String Quartet No.2

Alexander Borodin

String Quartet No.2 in D major

Recommended recording

Curated by Mary Elizabeth Kelly, Primephonic Curator

About this work

Borodin's String Quartet No. 2 in D major differs from many of the composer's other works in two ways: it was completed quickly, during August 1881, and it lacks a published program. These two factors may be related; Borodin dedicated the quartet to his wife Ekaterina, and it was written as an evocation of when they met and fell in love in Heidelberg 20 years earlier. The composer seems to have represented himself in this quartet with the cello (he was an amateur player), while Ekaterina is portrayed by the first violin.

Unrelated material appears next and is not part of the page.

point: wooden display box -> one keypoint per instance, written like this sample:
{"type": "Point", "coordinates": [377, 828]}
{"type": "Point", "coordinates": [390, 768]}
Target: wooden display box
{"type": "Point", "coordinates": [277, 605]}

Each of the movements is warm and blissful, the whole suggesting the depiction of a growing, deepening love. The first movement opens with a sweet, sighing melody, traded between first violin and cello in an almost conversational manner. Borodin and Ekaterina dominate the rest of the movement with a beguiling discourse; even the development brings effortless, serene reshapings of the exposition's melodies, and the luminous coda rounds out the movement nicely. A Scherzo, written in a free sonata form, follows. The light first subject skips along gracefully, while the second subject is reminiscent of a waltz; both are gentle dances, gently handled. The development is in more decisive duple rhythm, but the recapitulation soon brings back the triple rhythm and its attendant character. Borodin and Ekaterina reappear in the famous Nocturne which follows. Over a luminous gauze of accompaniment from the second violin and viola, the cello introduces a long, tender, ardent melody marked cantabile ed espressivo. This melody soon passes to the first violin, which plays it over commentary from the cello. A more decisive second theme enters on both instruments, which develop it before playing the first theme in an intimate canon. The first theme lingers until the end of the movement, when in a long coda it ascends until the violin and cello play it together in a silvery thread of tone. The finale begins with an Andante introduction, as if unwilling to come down from the emotional heights of the previous movement, soon leading into a quicksilver, energetic Vivace, whose long coda provides a fittingly joyous conclusion to the entire work. As love letters go, Borodin's String Quartet No. 2 is unsurpassed; as string quartets go, it is deservedly loved.